Even in the early 1970s, when abortion was legal in some states, a legal abortion was simply out of reach for many. Minority women suffered the most: The Centers for Disease Control and Prevention estimates that in 1972 alone, 130,000 women obtained illegal or self-induced procedures, 39 of whom died.
Even today in countries that ban abortion, women are self-inducing abortions. The coat hanger may not be the implement of choice (these days it sounds like ingesting herbs is it), but the history (and present) of self-induced abortion is real and dangerous.

I am reminded of this post I read just last week about exactly this issue, which links to an op-ed in the New York Times:
I am a retired gynecologist, in my mid-80s. My early formal training in my specialty was spent in New York City, from 1948 to 1953, in two of the city’s large municipal hospitals.

There I saw and treated almost every complication of illegal abortion that one could conjure, done either by the patient herself or by an abortionist — often unknowing, unskilled and probably uncaring. [. . .]

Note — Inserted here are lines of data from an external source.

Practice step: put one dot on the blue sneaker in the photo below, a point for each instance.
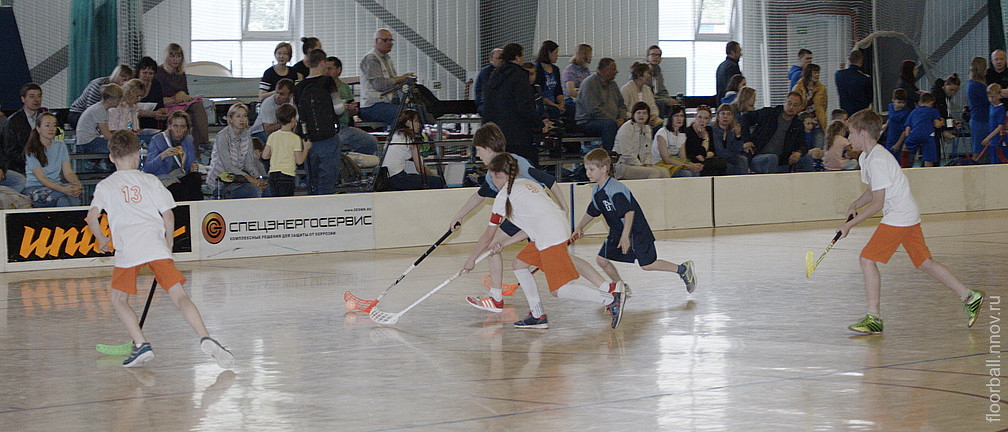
(532, 322)
(139, 355)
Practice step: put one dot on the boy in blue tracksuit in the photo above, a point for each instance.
(630, 239)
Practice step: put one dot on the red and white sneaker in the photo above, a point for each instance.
(486, 303)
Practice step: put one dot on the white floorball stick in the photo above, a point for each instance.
(386, 318)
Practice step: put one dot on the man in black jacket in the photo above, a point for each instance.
(776, 142)
(510, 103)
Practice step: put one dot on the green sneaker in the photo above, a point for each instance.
(867, 325)
(973, 307)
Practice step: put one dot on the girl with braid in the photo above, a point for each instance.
(541, 221)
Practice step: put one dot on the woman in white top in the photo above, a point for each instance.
(633, 143)
(668, 149)
(403, 160)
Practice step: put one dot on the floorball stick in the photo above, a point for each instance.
(125, 348)
(387, 318)
(809, 265)
(354, 302)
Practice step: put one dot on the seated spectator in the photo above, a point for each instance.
(351, 139)
(93, 92)
(231, 160)
(600, 107)
(50, 179)
(547, 77)
(171, 157)
(669, 151)
(152, 110)
(734, 85)
(15, 135)
(277, 72)
(378, 77)
(266, 123)
(575, 73)
(699, 147)
(93, 130)
(774, 137)
(633, 143)
(637, 90)
(479, 89)
(837, 146)
(284, 150)
(403, 160)
(301, 67)
(726, 136)
(171, 77)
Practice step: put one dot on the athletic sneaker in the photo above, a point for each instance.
(139, 355)
(220, 353)
(616, 307)
(486, 303)
(532, 322)
(687, 277)
(867, 325)
(973, 307)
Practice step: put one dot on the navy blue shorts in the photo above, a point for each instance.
(641, 252)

The familiar symbol of illegal abortion is the infamous “coat hanger” — which may be the symbol, but is in no way a myth. In my years in New York, several women arrived with a hanger still in place. Whoever put it in — perhaps the patient herself — found it trapped in the cervix and could not remove it.
Well, I guess there were words, after all. And there are more I will not say out loud, since this is a family blog.

Morning update: See additional comments from Zach, capper, and Michael.